A robust 8-1 majority of the Supreme Court ruled today that, contrary to folk belief, ignorance of the law is a perfectly good excuse—as long as it's a cop who's claiming ignorance. The case, Heien v. North Carolina, dealt with a car owner who ended up charged with cocaine trafficking after a police officer, who thought the driver looked "nervous," followed the car and stopped it because it had only one working brake light.
The North Carolina state court of appeals had concluded that because state law says a car must have "a stop lamp," singular, it's not illegal to operate a car that's down to one functioning brake light. But the Supreme Court decided that even though the car was legal, the arresting officer's "mistaken understanding of the law was reasonable."
"To be reasonable is not to be perfect, and so the Fourth Amendment allows for some mistakes on the part of government officials,," the majority wrote.
The majority explained that this ruling, upholding an incorrect act of law enforcement, will not encourage the police to enforce laws incorrectly:
An officer may, however, also be suddenly confronted with a situation requiring application of an unclear statute. This Court's holding does not discourage officers from learning the law. Because the Fourth Amendment tolerates only objectively reasonable mistakes, cf. Whren v. United States, 517 U. S. 806, 813, an officer can gain no advantage through poor study. Finally, while the maxim "Ignorance of the law is no excuse" correctly implies that the State cannot impose punishment based on a mistake of law, it does not mean a reasonable mistake of law cannot justify an investigatory stop.
Here was the Court's trademark, cross-partisan detachment from ordinary American experience on full display. Surely the cops would never pull anyone over on bogus grounds, out of malice, and blame it a law that doesn't apply.

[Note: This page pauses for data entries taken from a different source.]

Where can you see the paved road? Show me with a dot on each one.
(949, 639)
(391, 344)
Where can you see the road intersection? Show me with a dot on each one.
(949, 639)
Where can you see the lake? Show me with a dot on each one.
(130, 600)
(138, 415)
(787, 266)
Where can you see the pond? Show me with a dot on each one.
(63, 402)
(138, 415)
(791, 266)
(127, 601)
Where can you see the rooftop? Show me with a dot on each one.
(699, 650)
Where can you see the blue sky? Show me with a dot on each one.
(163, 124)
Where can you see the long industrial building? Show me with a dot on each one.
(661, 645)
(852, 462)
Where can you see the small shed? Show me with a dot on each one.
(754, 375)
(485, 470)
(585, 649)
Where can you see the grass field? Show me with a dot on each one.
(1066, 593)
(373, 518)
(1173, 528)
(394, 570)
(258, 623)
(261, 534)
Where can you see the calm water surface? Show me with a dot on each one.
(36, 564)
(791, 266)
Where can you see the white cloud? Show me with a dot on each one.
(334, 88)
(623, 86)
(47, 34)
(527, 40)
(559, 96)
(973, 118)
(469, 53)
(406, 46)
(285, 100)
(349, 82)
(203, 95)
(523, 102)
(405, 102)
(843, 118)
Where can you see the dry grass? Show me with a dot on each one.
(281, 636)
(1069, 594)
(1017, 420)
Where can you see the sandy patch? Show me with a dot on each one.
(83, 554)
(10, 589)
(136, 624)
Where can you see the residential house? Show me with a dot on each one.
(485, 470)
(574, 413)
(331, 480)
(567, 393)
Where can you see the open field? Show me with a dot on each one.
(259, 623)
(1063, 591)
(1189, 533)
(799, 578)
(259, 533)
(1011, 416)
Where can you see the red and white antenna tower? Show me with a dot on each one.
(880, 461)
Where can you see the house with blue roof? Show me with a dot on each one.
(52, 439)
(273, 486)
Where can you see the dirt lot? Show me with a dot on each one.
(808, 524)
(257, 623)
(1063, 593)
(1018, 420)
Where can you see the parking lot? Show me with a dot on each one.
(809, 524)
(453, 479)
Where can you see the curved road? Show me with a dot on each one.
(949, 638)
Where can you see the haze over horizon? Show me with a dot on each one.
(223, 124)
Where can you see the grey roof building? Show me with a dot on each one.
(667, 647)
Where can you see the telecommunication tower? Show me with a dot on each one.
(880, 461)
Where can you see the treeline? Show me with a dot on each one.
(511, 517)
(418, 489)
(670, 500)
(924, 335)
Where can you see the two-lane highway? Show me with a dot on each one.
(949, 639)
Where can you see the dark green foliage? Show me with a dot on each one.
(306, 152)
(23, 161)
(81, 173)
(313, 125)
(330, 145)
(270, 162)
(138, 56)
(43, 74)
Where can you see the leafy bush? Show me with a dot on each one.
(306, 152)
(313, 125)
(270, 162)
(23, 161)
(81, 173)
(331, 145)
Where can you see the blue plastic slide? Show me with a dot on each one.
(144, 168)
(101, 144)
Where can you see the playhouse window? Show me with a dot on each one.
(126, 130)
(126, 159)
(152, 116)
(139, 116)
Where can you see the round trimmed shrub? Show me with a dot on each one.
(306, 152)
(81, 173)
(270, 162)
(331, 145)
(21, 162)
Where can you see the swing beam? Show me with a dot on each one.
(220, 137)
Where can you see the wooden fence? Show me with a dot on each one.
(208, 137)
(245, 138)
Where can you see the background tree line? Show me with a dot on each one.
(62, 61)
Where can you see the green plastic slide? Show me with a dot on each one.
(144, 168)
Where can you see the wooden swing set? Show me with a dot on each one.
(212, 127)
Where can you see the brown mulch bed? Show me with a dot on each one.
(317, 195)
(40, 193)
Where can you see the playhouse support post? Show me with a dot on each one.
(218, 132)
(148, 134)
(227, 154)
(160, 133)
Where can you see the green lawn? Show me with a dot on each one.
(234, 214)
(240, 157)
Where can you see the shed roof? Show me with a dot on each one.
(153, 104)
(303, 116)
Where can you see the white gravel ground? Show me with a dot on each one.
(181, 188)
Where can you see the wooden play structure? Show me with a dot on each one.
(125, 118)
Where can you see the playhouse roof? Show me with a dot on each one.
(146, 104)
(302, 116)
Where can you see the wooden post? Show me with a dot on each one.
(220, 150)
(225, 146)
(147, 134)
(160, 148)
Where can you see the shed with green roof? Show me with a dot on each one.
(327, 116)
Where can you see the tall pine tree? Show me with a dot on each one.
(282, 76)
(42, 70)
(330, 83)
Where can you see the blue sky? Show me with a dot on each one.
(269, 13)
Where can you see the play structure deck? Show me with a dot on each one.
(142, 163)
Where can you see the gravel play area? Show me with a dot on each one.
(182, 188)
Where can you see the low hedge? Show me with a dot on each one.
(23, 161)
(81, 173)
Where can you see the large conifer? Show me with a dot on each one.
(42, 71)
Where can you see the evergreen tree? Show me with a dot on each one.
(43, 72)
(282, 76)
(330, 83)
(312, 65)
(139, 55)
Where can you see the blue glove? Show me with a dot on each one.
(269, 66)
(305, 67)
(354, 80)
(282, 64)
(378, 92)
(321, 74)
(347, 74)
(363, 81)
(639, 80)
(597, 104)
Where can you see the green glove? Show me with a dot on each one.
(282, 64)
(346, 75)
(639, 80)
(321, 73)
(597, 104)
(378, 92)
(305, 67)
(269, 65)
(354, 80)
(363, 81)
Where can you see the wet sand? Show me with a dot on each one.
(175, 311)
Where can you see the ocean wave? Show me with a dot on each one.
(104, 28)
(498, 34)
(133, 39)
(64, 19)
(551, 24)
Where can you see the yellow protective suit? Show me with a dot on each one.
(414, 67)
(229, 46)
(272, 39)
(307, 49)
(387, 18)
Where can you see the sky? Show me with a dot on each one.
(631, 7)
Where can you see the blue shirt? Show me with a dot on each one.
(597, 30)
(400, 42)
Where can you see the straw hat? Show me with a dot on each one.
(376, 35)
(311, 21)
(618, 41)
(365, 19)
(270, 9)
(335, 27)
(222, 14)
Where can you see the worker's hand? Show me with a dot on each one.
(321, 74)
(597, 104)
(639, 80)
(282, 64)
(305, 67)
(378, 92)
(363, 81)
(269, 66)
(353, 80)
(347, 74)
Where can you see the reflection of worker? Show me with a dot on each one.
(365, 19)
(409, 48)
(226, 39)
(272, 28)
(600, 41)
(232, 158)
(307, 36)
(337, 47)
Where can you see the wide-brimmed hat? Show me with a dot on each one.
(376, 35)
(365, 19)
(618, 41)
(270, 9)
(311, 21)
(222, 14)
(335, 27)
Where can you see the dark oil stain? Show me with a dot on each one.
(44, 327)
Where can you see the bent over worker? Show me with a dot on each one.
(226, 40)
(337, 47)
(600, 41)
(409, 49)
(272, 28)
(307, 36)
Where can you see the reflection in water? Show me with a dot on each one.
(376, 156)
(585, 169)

As for the problem of how officers might grapple with suddenly encountering a legally confusing situation, it's hard to imagine a less esoteric law-enforcement question than whether or not the police are allowed to stop your car for having some of its brake lights out. Cops make, or don't make, such stops every day.
The mystery is how North Carolina's law had gone unclarified before this. But as the lone dissenter, Sonia Sotomayor, argued, the majority's line of reasoning effectively moots future questions about what such a law would mean:
One wonders how a citizen seeking to be law-abiding and to structure his or her behavior to avoid these invasive, frightening, and humiliating encounters could do so.
In addition to these human consequences—including those for communities and for their relationships with the police—permitting mistakes of law to justify seizures has the perverse effect of preventing or delaying the clarification of the law. Under such an approach, courts need not interpret statutory language but can instead simply decide whether an officer's interpretation was reasonable. Indeed, had this very case arisen after the North Carolina Supreme Court announced its rule, the North Carolina Court of Appeals would not have had the occasion to interpret the statute at issue.
"One is left to wonder," Sotomayor wrote, "...why an innocent citizen should be made to shoulder the burden of being seized whenever the law may be susceptible to an interpretive question."